Outside of the combat Tera continues to offer a pretty standard MMO experience so far. While I am out and about in the huge seamless world quest-lines are directing me from one town to another to kill things in the surrounding area. It’s very linear up to this point but I’ve been assured it opens up further down the line and there is a choice of regions in which to ply your trade.
It seems to be a common trait amongst recent MMOs to focus on one aspect of the genre and build upon it rather than create something altogether new. The Old Republic had its storytelling, Rift its public quests and Tera has revolutionised MMO combat. In doing so Bluehole Studio hasn’t compromised other game functions though. In The Old Republic for example each planet is instanced with large sections restricted by class or quest requirements due to the way the story is doled out and the clamour for a built in group finder has forced Bioware to include it in their upcoming 1.3 patch. Tera on the other hand has a seamless open world and a host of fully functioning tools to aid interaction with other players.
There are two separate group finding tools. The LFG (Looking For Group) tool allows you to advertise yourself for a quest, an instance or anything going on in the world and also to see to see other players also looking for a group. The Instance Matching tool brings players together across servers to group up for specific instances. Just like the Dungeon Finder in World of Warcraft you can choose your role and the game will automatically look to fit you in to a group.
As I reached that great milestone of level 20 I have been able to test this out for myself and I can confirm that it works perfectly well. I selected a dungeon, the game found me some comrades and we forged ahead together killing things as a group thrown together by this tool.
The Bastion of Lok, this first instanced dungeon in Tera, is designed for 5 people between level 20 and 24. The setup follows the traditional MMO formula of a tank, a healer and three DPS and, in this instance at least, very little teamwork was required. As long as the tank successfully maintained control of the enemies we were fighting and the healer kept everyone alive it was simply a matter of progressing from room to room destroying every enemy in our way. It was rather chaotic and extremely easy to become confused as the screen filled with enemies and spell effects but it was fantastic fun. As an introduction to instanced dungeons it serves its purpose well as each class would have to at least stick to their designated role for success but I imagine more advanced teamwork will come in to play further down the line.

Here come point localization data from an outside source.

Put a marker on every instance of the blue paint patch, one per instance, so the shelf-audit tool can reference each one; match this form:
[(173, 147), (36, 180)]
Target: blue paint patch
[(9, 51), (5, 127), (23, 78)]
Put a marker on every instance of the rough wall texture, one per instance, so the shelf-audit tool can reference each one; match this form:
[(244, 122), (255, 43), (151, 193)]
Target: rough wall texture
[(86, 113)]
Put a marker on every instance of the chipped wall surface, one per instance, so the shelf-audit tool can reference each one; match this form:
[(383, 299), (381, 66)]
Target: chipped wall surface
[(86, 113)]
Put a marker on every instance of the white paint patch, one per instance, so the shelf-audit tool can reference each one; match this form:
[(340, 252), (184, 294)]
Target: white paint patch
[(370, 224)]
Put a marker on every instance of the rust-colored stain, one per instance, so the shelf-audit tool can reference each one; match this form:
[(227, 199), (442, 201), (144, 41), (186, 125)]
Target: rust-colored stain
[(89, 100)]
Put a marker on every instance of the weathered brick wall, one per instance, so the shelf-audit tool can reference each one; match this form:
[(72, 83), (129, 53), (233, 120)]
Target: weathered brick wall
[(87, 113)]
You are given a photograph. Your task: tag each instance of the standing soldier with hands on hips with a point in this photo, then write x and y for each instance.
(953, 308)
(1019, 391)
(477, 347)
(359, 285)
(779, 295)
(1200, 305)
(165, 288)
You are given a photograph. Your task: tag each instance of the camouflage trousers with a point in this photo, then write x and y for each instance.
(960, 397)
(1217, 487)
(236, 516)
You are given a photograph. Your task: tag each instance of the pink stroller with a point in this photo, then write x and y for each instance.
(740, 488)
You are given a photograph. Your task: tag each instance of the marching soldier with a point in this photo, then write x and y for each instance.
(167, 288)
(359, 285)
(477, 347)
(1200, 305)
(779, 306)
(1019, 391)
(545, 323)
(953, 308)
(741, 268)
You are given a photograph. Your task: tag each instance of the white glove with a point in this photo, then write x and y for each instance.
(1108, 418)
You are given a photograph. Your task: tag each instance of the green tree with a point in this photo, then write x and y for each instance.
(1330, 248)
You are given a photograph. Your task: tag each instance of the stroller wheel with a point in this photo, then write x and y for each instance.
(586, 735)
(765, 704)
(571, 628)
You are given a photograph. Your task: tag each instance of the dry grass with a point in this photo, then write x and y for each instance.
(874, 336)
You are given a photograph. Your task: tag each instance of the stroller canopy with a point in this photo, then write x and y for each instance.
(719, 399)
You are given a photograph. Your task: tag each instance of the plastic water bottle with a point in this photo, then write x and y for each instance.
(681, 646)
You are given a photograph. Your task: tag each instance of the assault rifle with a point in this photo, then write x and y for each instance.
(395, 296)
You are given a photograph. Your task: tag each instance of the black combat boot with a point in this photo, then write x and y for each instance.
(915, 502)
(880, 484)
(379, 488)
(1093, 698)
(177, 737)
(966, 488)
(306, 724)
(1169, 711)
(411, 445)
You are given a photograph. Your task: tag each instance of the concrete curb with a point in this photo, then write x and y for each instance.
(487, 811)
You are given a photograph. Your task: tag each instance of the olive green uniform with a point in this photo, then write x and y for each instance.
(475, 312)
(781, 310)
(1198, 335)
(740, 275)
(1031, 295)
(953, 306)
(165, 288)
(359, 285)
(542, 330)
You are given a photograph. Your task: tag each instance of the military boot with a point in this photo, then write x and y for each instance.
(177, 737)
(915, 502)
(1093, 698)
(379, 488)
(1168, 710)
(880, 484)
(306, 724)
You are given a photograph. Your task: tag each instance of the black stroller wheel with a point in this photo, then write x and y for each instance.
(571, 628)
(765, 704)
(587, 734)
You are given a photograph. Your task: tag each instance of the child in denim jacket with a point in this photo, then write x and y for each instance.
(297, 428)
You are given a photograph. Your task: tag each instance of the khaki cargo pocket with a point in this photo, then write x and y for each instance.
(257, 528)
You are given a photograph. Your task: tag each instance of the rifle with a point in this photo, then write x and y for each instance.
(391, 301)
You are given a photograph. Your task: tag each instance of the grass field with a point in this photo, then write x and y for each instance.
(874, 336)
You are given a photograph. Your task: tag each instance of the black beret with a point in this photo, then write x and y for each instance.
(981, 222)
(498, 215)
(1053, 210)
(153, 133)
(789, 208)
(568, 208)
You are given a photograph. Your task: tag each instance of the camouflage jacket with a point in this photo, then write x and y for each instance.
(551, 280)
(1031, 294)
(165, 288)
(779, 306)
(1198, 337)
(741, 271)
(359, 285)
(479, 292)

Guilds are of particular importance in Tera as they operate not just as groups of friends who enjoy playing together but as political parties vying for control of regions. The political system of Tera is not something I have yet to partake in but it’s influence is felt throughout the world as rulers set taxes and have the ability to enable special NPC vendors in the regions they control.
So, at some stage you’re going to want to get involved with a guild and there’s even a tool for that. Every player has the ability to browse a list of guilds on their server where they can see the number of members, the level of the guild and an advertisement from the leadership. If you see a guild you would like to join you can send an application to them from the same screen. It’s a small thing but it’s little details like this that help underscore Tera’s quality.
So far so good. I’m still thoroughly enjoying my Tera experience and there’s a great deal more yet to come. I’ve joined a guild but yet to get involved with any politicking and there’s plenty more instances, 40 more levels and PvP battlegrounds still to look forward to. I’ll be sure to let you know how I get on.